The oldies with the yuppies, the not so oldies with the Gen Zees all are both bemused and amused by each other. Left unaddressed this bemusement can quickly turn to disenchantment. Organizations are still trying to do some team building excursions to blend and mend them, but is that really enough?

According to Pew research center, the baby boomers born in the 1960s still comprise 24% of our office space, while Generation X and Millennials are 33% and 35%, respectively, with Gen Zee 6% but increasing rapidly.

The dreaded generation gap that we normally talk about between parents and children is now fourfold in teams at workplace. The issues of contrasting thought processes and conflicting priorities in family eras is something that is understood and accepted. Parents inevitably feel that their childhoods should be repeated by their kids. Workplaces cannot afford this spillover.

Unfortunately, the same attitude carries to workplaces. Kids on the other hand are not kids of this era and they are not going to behave the way their parents did when they were kids. The millennials and Gen Zee are new kids on the corporate blocks. The corporates are stuttering and struggling in how NOT to handle them.

While business world is hugging and embracing DEI, i.e., diversity, equity and inclusion, it is focusing on gender and more specifically women. While this is good news, the real problem of DEI lies in ageism.

The Age discrimination bias of the “oldies” or the “kiddies” are the real sufferers of exclusion. In workplace issues the “too old to change” and “too young to know” has assumed a clash of the corporate titans proportion.

While the younger ones feel “he is totally out of place”, the oldies try their best to “put these alecs into their place”. This duel of asserting seniority or superiority of the old versus young creates cultural cracks in endeavours to create harmony and synergy.

Let us first look at each of them and more importantly understand where they come from to find a way of leveraging their qualities:

1- Baby Boomers— These are the people who are the senior most in the business world and are either retiring in a few years or are converting to advisory roles.

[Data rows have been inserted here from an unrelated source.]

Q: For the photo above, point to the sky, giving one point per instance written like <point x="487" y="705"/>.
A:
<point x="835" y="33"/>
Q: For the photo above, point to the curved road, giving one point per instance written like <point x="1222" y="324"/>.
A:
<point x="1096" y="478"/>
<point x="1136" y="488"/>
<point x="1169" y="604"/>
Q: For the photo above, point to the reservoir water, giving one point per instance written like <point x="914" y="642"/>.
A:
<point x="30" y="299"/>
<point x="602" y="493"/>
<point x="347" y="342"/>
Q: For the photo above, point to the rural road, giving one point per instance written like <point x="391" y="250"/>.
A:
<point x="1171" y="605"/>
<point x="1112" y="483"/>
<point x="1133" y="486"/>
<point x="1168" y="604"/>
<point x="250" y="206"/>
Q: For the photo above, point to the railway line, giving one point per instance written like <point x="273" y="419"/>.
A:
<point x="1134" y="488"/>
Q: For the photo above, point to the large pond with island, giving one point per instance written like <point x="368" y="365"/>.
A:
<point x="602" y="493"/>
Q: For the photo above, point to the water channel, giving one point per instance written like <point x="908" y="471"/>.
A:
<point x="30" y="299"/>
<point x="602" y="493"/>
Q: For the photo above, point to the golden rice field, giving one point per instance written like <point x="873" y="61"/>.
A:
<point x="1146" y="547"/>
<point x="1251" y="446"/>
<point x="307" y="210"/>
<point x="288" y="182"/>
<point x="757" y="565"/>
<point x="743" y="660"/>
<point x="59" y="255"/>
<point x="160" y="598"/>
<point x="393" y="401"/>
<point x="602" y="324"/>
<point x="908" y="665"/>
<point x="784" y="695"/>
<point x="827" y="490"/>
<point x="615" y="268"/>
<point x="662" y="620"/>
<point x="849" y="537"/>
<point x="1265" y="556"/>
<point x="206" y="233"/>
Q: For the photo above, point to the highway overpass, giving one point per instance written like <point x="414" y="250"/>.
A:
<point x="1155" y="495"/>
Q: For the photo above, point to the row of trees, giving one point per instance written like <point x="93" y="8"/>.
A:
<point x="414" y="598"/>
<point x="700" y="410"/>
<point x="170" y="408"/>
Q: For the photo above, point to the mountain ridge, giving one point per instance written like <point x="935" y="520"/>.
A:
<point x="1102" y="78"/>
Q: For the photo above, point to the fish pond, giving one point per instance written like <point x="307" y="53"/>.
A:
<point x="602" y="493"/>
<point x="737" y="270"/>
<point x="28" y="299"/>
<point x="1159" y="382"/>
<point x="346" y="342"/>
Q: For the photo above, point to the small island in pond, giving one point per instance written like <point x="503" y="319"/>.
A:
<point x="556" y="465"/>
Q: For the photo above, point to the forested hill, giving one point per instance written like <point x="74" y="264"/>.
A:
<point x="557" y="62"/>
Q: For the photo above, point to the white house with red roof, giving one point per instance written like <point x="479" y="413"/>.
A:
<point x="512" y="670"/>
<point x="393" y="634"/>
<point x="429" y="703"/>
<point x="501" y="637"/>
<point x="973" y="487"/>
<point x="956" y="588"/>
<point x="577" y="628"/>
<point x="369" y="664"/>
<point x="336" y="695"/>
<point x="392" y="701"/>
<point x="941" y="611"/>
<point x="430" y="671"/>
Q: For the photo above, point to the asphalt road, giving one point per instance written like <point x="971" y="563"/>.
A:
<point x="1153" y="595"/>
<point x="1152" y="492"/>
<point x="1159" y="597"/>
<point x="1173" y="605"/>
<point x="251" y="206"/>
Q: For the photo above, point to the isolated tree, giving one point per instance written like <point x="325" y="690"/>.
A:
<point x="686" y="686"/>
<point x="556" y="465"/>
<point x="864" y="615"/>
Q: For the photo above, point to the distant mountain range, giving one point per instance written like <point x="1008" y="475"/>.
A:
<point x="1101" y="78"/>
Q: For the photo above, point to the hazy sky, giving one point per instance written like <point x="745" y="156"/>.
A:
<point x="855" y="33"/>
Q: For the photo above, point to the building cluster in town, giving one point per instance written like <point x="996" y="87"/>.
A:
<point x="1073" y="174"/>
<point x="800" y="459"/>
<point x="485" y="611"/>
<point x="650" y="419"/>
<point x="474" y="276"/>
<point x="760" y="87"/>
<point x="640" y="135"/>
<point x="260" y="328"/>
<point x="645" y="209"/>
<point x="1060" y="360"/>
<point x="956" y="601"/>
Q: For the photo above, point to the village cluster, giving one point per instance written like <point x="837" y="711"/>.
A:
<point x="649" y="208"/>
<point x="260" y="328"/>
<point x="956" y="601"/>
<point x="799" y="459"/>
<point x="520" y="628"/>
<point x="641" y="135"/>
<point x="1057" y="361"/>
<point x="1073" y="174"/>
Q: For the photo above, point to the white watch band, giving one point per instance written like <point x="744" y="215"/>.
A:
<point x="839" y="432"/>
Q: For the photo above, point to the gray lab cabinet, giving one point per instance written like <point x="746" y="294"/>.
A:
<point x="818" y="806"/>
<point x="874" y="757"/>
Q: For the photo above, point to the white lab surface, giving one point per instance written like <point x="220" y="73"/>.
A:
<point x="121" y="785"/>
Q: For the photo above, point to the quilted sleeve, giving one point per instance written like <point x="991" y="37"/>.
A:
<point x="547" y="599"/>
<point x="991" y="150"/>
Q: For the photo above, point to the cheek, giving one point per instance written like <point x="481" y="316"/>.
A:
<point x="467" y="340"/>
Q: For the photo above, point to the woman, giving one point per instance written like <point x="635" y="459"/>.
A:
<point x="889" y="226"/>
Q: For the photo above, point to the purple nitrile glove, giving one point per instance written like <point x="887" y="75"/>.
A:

They are from the era where life-long employment in the same company was considered part of ethics and company loyalty.

In many Pakistani companies you will see people who came straight after graduation and worked till retirement. They have immense company knowledge. They are historians who can write and speak about different eras in the company. They have networking that is deep and vast.

Challenge— They find today’s young people especially Gen Zee very fickle, unsettled and unsettling.

Solution— Empathic communication training that makes them understand how the way they are adjusting to their own kids needs to be emulated in workplaces too. Holding reverse, one- on-one feedback sessions with the other generations. Conducting constructive two-way conversations followed up with behaviour modification that is action based are impactful.

2- Generation X— They are the middle child generation. Born in the 70s and 80s they are caught between demanding bosses and questioning subordinates. They have gone through one of the most affluent and stable business periods where globalization was being rooted for.

However, their tech knowledge is limited to email and basic social media forum usages. They are caught in between the desire to create stability yet are tempted to be in the more free speech era of the millennials. They have children who are Gen Zee, seniors who are Generation X and juniors who are millennials.

This actually gives them the opportunity to learn, coordinate and connect more if they have an open-minded approach.

Challenge— They feel pressurized by the two sides above and below them and have a tendency of either becoming aloof or a victim.

Solution— Make them the mediators and connectors. Train them to create bridges between those above and below them. Develop extra assignments for bringing together the representatives of all eras to encourage responsibility and buy in for learning.

3- Millennials— Generation Y or Millennials as they are known have gone through the new century, new blood wave. Some have actually got carried away by this wave. Mostly born in the 90s they are the largest population and are at odds in the office. They resent ritualism and schedules and want more independence and freedom. They feel lifelong employment is for fools and the incompetent.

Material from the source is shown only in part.